The blade 1200 may be provided in a plate shape including an elastic material. This is because the liquid crystal remaining on the nozzle surfaces of the heads 410, 420 and 430 can be resiliently scratched and a buffer function for protecting the nozzle surfaces of the heads 410, 420 and 430 from the collision between the suction nozzle 1100 and the heads 410, Lt; / RTI >

The blade 1200 may be provided in a plate shape including a water-repellent material. This allows the liquid crystal to move along the blade 1200 when the blade 1200 is in contact with the liquid crystal, thereby making it possible to set the vacuum pressure low.

11 is a view showing one embodiment of the blade of the head cleaning unit.

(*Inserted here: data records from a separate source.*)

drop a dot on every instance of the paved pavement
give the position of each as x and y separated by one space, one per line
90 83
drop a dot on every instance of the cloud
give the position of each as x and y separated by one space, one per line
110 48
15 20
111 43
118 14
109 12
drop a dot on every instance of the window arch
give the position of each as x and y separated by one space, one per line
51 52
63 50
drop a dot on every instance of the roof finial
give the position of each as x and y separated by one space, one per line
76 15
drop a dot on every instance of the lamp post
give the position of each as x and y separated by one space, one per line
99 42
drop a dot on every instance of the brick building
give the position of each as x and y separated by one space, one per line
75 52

According to one embodiment, the blade 1200 is coupled to the inside of the suction hole 1114 of the suction nozzle 1100 and protrudes upward along the suction hole 1114, as shown in Fig. As the heads 410, 420, and 430 move, the liquid crystal remaining on the nozzle surface of the head is scratched by the blade 1200, and the remaining liquid crystal is sucked by the suction pressure of the suction nozzle 1100. The elevating member 1300 coupled to the suction nozzle 1100 finely adjusts the gap between the nozzle face of the heads 410, 420 and 430 and the suction holes 1114 of the suction nozzle 1100 according to the size and amount of the remaining liquid crystal The degree of contact between the blade 1200 and the nozzle surfaces of the heads 410, 420, and 430 is adjusted.

12 is a view showing another embodiment of the blade of the head cleaning unit.

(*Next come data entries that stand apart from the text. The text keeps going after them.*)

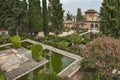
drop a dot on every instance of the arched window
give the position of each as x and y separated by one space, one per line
91 26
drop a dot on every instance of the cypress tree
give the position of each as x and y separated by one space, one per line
35 16
110 14
45 18
56 15
79 16
69 16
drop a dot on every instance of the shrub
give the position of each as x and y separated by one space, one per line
49 76
2 77
4 39
62 45
87 65
37 51
16 41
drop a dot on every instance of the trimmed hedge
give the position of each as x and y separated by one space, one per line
37 51
16 41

12, the blade 1200 is coupled to the inside of the suction hole 1114 of the suction nozzle 1100, and protrudes upward at an inclination with respect to the suction hole 1114. As shown in Fig. As the heads 410, 420, and 430 move, the remaining liquid crystal is sucked due to the suction pressure of the suction nozzle 1100, and the fine liquid crystal that can not be completely removed is scraped off by the blade 1200 and sucked into the suction nozzle. The elevating member 1300 coupled to the suction nozzle 1100 finely adjusts the gap between the nozzle face of the heads 410, 420 and 430 and the suction holes 1114 of the suction nozzle 1100 according to the size and amount of the remaining liquid crystal The degree of contact between the blade 1200 and the nozzle surfaces of the heads 410, 420, and 430 is adjusted.

13 is a view showing another embodiment of the blade of the head cleaning unit.

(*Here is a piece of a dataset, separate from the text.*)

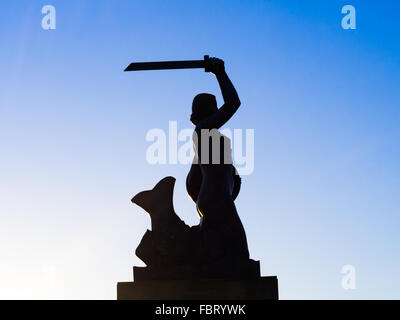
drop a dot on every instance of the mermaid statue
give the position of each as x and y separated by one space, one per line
217 246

13, the blade 1200 is coupled to the inside of the suction hole 1114 of the suction nozzle 1100 and projects upward at an angle with respect to the suction hole 1114. As shown in Fig. As the heads 410, 420, and 430 move, the liquid crystal remaining on the nozzle surface of the head is first scraped off by the blade 1200 to remove the liquid crystal remaining by the suction pressure of the suction nozzle 1100. The elevating member 1300 coupled to the suction nozzle 1100 finely adjusts the gap between the nozzle face of the heads 410, 420 and 430 and the suction holes 1114 of the suction nozzle 1100 according to the size and amount of the remaining liquid crystal The degree of contact between the blade 1200 and the nozzle surfaces of the heads 410, 420, and 430 is adjusted.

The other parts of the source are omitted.